12

I COULD HEAR THE TIMBER SHAFT OF THE WINCH ABOVE us creaking with the strain of our weight. The pulley squealed and its cry traveled along the taut rope as we were slowly lowered in fits and starts. Increasing my grip on the Doctor's coat, I worked at trying to balance myself.

"You can look now, Cley," he said. "I'm afraid we're still alive."

I slowly opened my eyes as we passed the bottom of the floating island. I don't know exactly what I expected to see, but I never guessed that it would be a gigantic wedge of earth like the clump of dirt that trails the stem of a weed pulled from the ground. Tree roots jutted out the bottom and interlaced in a mesh that, though it was impossible, held the entire thing together. There was no rational explanation for how something so immense might stay aloft in midair. Only the imagination could so completely cancel the effects of gravity.

"Quite a marvel," said Doctor Hellman, smiling at the sight of the foundation as we descended beyond it.

I nodded, but could not hide my terror of feeling like an ant on a string.

"I am never more alive than when I am dangling out over nothing," he said.

"I can't say I share the sentiment," I told him.

"It takes some getting used to," he said. "If you can muster the courage to stare down over the edge of the basket, it will literally frighten the fear out of you, and I think you'll feel much better."

I inched my way across the wicker compartment and grabbed the rim of the waist-high wall. Cautiously, I leaned out a few inches and stared down.
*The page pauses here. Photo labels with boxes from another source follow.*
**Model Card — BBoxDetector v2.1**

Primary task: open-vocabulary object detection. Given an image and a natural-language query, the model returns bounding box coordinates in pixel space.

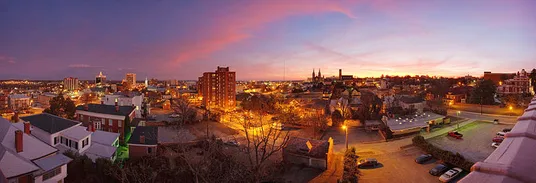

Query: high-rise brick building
[63,77,78,91]
[197,67,236,108]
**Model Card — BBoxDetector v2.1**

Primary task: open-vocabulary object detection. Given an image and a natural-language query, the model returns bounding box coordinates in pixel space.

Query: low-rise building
[283,137,333,170]
[19,113,119,161]
[0,118,72,183]
[9,94,32,110]
[398,96,426,113]
[497,69,534,95]
[128,126,158,159]
[101,92,144,118]
[75,104,136,141]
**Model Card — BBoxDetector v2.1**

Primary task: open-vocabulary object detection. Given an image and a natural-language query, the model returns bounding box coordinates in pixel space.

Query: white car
[439,168,463,182]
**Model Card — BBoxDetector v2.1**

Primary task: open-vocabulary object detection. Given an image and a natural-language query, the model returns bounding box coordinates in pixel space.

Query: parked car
[415,154,432,164]
[439,168,462,182]
[357,158,378,168]
[447,131,463,139]
[491,136,504,143]
[428,164,449,176]
[272,122,285,130]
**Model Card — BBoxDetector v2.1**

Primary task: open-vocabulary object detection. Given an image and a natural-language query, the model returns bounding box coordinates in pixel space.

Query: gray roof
[21,113,79,134]
[91,130,119,146]
[76,104,135,116]
[128,126,158,145]
[0,118,58,160]
[34,154,72,172]
[460,98,536,183]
A blast of wind came up from below and blew my hair back as I took in a view of the silver ocean, stretching out endlessly to all points of the compass.. The sight was so awesome, I could feel my anxiety rapidly shrinking in the face of it.

After a few minutes of this, I turned back to the Doctor, feeling much better. "I think it worked," I said.

"Fear will always fall to wonder in those who are capable of it," he said.

"What should I do now?" I asked.

"We have to wait until Anotine has finished lowering us close enough so that we can get a good look at the surface of the ocean."

He sat down on the floor of the compartment, and I did the same. I thought that he might question me as Nunnly had, but instead he closed his eyes and rested against the wall. I looked up to see how far we had descended from the island, and as I craned my head back, my vision was obscured by an airy white substance that seemed suddenly to be everywhere.

"Doctor," I shouted.

Hellman never opened his eyes. He simply smiled, and said, "A cloud, Cley, a cloud."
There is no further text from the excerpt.